I believe the clause you are looking for is this one, from 3.3.2.3 of
the draft available at http://dev.unicals.com/papers/c89-draft.html:

"With one exception, if a member of a union object is accessed after a
value has been stored in a different member of the object, the
behavior is implementation-defined." [with the one exception being the
one you pointed out]

This sentence has disappeared from the Standard by now. There is
however a similar statement in an informative annex.

 

[Christopher Benson-Manica]

This sentence has disappeared from the Standard by now. There is
however a similar statement in an informative annex.

What, exactly, is the difference between "normative" and
"informative"? IIUC, "informative" is not strictly "standard" - does
that mean that there is no "normative" text specifying how
implementations should deal with union member access?

 

[Ben Pfaff]

What, exactly, is the difference between "normative" and
"informative"?

Normative text is part of the standard.
Informative text, like footnotes, examples, and some appendices,
are not part of the standard. They are for information only.

 

[Tim Rentsch]

What, exactly, is the difference between "normative" and
"informative"? IIUC, "informative" is not strictly "standard" - does
that mean that there is no "normative" text specifying how
implementations should deal with union member access?

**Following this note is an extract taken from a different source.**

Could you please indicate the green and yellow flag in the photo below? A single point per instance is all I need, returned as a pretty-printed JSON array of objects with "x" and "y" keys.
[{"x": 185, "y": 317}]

Taken from ISO/IEC Directives part 3:

3.4

normative elements

those elements setting out the provisions to which it is
necessary to conform in order to be able to claim compliance
with the standard

A "normative element" must be observed in order to conform to the
standard in question. Any "informative" text is supposed to be
right (and presumably useful), but it does not by itself impose
requirements on whatever is being defined in the standard. Both
normative text and informative text are part of a standard, but
only normative text imposes requirements that must be observed.

There is normative text that gives requirements for accessing
union members, but that text is sprinkled through the rest of the
C Standard. So it isn't easy to tell if the logical consequences
of those requirements imply implementation defined behavior.

 

[Tim Rentsch]

Normative text is part of the standard.
Informative text, like footnotes, examples, and some appendices,
are not part of the standard. They are for information only.

Not exactly. Both normative elements and informative elements
are part of a standard, but only normative elements give
provisions that must be observed in order to claim conformance
(to whatever it is that's being standardized).

(I admit it's a minor distinction; I thought some people
might appreciate the clarification.)

 

[Christopher Benson-Manica]

(I admit it's a minor distinction; I thought some people
might appreciate the clarification.)

I did - thank you.

 

[pete]

Impossible if I take you literally, since an unsigned int isn't
guaranteed to be any bigger than 16 bits, and 4 bytes will be 32 bits
(since we're presumably talking about 8-bit bytes, not "C bytes" which
can be larger).

"portable ANSI C" means "C bytes"

You are correct in that it is impossible.

Code doesn't have to be portable to be useful.

Pretending that code is portable when it isn't, is wrong.

 

[Skarmander]

pete wrote:

Code doesn't have to be portable to be useful.

Pretending that code is portable when it isn't, is wrong.

"Portable modulo X" is a meaningful concept. That is, "portable across
all machines where an int is 32 bits" is meaningful. Whether it's
acceptable depends, and nobody could advertise it as "100% portable ISO
C", but it's not "pretending". Just as long as you don't call it
"portable" without qualification.

S.

 

[Jordan Abel]

pete wrote:


"Portable modulo X" is a meaningful concept. That is, "portable across
all machines where an int is 32 bits" is meaningful. Whether it's
acceptable depends, and nobody could advertise it as "100% portable ISO
C", but it's not "pretending". Just as long as you don't call it
"portable" without qualification.

And all that's needed in this case is to use long instead of int.

 

[pete]

OK.

And all that's needed in this case is to use long instead of int.

Qulaification is still required for that.

For this specification:

I would like to extract 4 bytes

and store them into an unsigned int.

1) In portable ANSI C.

sizeof(long) can be less than 4 if CHAR_BIT is greater than 8.